Okay, more details: there’s two identically-sized disks, 5 partitions each, and four of those are RAID-1’ed into four md devices, 0 to 3 (swap, /boot, /, /home). (Fifth is “BIOS boot” for GRUB’s second stage loader.)
The grub.cfg contains the following lines:
set root='mduuid/c35208cb3d5eb477ed4dad145decf0cb'
search --no-floppy --fs-uuid --set=root d6db4f8c-c03a-4948-b07f-52116b495cf2
The first ID corresponds to an MD device, ls /dev/disk/by-id:
lrwxrwxrwx 1 root root 9 May 1 20:08 md-uuid-c35208cb:3d5eb477:ed4dad14:5decf0cb -> ../../md1
The second ID corresponds to the filesystem inside the device, according to blkid:
/dev/md1: UUID="d6db4f8c-c03a-4948-b07f-52116b495cf2" BLOCK_SIZE="4096" TYPE="ext3"
(These results were obtained from a rescue system running on the machine.)

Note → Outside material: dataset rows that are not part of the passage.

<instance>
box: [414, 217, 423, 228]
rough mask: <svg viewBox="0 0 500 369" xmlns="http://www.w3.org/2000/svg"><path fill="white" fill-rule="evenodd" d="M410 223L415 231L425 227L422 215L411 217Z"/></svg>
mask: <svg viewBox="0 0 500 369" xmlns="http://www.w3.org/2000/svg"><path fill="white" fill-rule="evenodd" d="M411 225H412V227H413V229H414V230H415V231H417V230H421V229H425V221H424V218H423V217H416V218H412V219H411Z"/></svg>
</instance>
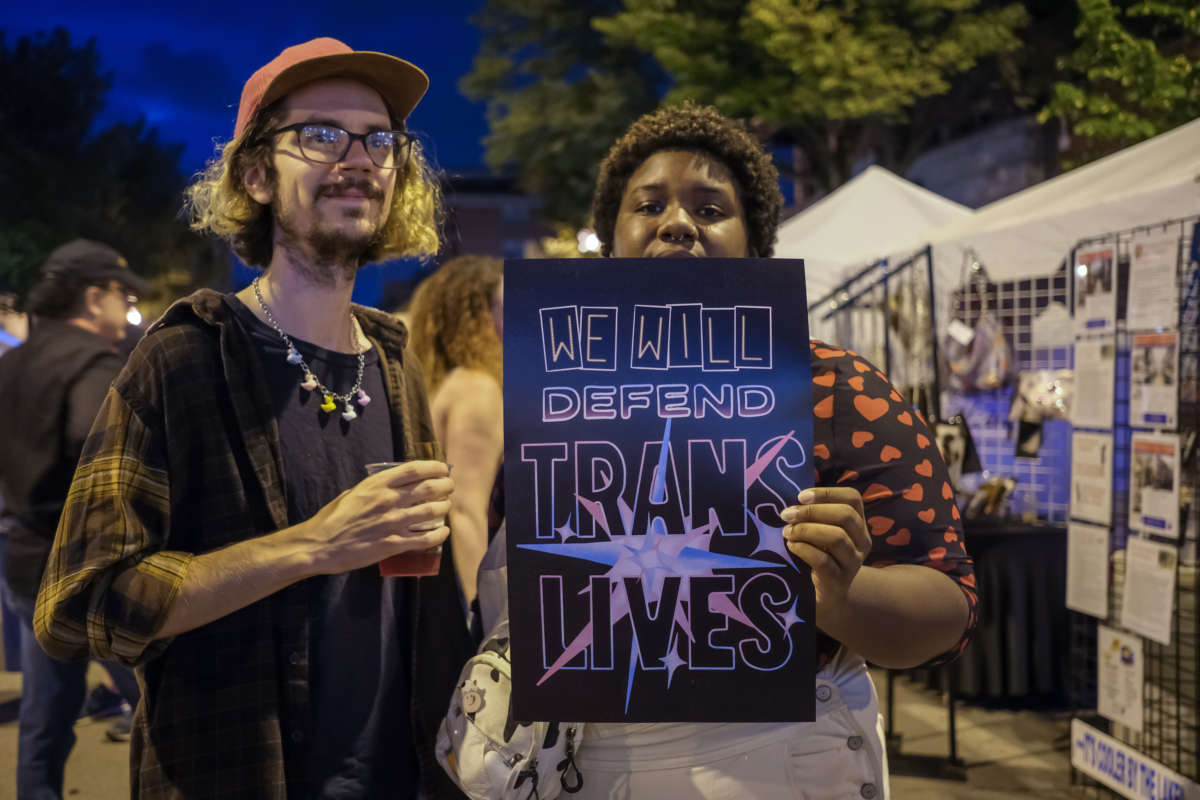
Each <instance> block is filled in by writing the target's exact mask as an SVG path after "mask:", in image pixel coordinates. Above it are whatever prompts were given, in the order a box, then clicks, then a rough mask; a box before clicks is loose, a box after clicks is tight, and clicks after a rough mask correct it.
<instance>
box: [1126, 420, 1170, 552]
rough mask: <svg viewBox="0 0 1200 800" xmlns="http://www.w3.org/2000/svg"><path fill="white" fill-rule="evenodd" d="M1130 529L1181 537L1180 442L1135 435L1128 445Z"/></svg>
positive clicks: (1151, 437)
mask: <svg viewBox="0 0 1200 800" xmlns="http://www.w3.org/2000/svg"><path fill="white" fill-rule="evenodd" d="M1129 528H1132V529H1133V530H1144V531H1146V533H1151V534H1154V535H1158V536H1168V537H1171V539H1175V537H1178V535H1180V438H1178V437H1177V435H1175V434H1170V433H1134V434H1133V437H1132V439H1130V441H1129Z"/></svg>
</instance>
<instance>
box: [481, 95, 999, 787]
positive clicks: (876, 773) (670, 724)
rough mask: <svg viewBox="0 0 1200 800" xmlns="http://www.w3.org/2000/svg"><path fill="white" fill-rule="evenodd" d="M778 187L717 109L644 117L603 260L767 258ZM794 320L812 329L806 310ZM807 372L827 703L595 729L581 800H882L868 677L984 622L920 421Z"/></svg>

Now, on the GRUB shell, I can see the following:
grub> ls (mduuid/c35208cb3d5eb477ed4dad145decf0cb)/
error: unknown filesystem
grub> ls (mduuid/a404642c5311376de00e5317dbd699bd)/
lost+found/ boot/ home/ sys/ tmp/ srv/ media/ usr/ root/ lib64 [abbreviated because I don’t want to type it all]
grub> ls (md/2)/
lost+found/ boot/ home/ sys/ tmp/ srv/ media/ usr/ root/ lib64 [same as above]
grub> ls (md/1)/
error: unknown filesystem
Clearly GRUB has not completely forgotten how to read filesystems, it can show the contents of md/2 (which is /) without any issues, but for some reason md/1 is a problem. I can boot into the rescue system and mount the device md/1 without any problems. fsck.ext3 reports zero problems, even when forcing the check.

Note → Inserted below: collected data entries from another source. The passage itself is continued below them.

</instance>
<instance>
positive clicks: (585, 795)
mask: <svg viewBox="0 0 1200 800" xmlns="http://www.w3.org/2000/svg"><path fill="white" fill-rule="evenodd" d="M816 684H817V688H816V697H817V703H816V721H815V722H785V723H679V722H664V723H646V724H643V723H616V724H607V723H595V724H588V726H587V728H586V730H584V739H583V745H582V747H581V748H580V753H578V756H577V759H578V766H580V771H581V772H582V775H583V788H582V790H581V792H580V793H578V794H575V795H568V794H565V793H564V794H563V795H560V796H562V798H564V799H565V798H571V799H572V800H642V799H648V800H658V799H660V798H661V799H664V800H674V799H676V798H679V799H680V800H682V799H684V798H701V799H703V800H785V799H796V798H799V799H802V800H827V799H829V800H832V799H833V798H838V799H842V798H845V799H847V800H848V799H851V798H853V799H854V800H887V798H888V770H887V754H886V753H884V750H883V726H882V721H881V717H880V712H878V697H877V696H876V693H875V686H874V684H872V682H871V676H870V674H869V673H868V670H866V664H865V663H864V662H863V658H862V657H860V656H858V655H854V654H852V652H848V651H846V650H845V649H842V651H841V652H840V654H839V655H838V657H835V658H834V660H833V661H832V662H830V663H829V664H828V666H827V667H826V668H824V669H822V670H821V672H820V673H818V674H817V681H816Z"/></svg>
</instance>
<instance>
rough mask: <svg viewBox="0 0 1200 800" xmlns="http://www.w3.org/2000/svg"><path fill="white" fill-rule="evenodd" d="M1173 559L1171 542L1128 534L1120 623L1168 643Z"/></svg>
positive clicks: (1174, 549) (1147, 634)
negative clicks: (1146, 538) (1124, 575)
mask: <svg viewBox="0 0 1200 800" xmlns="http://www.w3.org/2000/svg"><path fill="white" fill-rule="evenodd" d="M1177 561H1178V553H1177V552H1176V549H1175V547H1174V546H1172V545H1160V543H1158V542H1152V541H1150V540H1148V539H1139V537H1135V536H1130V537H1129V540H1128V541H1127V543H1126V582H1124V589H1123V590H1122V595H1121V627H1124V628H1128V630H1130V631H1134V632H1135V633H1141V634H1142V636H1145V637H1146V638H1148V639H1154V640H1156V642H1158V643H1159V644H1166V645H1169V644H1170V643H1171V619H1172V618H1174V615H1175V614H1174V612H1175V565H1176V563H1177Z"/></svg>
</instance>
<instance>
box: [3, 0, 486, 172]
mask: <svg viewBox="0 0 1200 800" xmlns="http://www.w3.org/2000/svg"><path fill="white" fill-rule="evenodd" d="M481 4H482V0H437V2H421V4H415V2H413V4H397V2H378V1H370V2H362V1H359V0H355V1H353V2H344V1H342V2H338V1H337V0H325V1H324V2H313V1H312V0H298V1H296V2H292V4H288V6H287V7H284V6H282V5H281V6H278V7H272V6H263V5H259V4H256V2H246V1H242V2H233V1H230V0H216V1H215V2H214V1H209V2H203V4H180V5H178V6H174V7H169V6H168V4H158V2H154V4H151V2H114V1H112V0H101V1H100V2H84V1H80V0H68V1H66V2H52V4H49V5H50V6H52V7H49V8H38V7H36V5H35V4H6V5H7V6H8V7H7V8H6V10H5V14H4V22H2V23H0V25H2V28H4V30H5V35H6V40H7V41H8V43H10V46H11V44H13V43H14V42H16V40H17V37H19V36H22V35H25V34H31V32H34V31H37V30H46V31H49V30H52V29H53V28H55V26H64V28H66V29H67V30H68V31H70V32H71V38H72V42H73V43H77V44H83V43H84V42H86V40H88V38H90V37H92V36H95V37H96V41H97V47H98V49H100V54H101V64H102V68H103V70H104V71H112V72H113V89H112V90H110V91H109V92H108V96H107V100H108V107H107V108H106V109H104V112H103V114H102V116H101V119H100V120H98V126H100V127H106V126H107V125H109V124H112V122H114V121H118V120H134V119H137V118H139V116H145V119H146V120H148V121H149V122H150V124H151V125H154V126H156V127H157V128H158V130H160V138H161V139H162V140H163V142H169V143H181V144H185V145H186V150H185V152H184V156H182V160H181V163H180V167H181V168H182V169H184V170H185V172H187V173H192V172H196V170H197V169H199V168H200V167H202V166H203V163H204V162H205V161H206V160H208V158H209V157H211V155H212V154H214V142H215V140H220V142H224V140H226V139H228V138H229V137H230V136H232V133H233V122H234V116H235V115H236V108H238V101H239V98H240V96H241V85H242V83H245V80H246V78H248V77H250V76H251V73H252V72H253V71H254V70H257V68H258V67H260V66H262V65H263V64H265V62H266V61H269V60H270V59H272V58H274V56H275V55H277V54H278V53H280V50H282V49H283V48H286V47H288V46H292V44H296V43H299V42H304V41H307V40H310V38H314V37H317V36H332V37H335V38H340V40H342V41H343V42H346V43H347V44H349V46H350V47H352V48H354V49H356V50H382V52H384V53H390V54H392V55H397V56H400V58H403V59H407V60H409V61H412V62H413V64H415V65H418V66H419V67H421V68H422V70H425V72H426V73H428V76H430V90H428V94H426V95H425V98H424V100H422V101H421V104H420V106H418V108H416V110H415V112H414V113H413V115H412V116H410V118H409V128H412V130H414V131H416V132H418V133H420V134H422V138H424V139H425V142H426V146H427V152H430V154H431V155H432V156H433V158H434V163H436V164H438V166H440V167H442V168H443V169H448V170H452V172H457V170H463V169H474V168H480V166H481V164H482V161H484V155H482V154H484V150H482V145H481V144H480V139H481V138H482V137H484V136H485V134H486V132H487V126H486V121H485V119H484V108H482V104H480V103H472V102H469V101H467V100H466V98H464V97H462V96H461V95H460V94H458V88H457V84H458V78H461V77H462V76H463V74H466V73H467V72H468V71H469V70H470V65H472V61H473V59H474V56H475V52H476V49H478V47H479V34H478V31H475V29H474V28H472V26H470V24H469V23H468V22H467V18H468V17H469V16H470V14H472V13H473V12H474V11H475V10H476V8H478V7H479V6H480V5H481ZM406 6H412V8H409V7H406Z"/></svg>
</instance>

Also, as requested, I tried to find out what $root and $prefix are set to, and grub cuts off the output.
grub> $root
error: can't find command 'mduuid/c35208cb3d5eb'.
grub> $prefix
error: can't find command '(mduuid/c35208cb3d5e'.
I am also 99% confident that EFI is not a factor here; when putting the disks into a QEMU (a service offered by the DC operator), the system actually boots up, and running efibootmgr basically refuses to do anything, as if the system was not booted via EFI.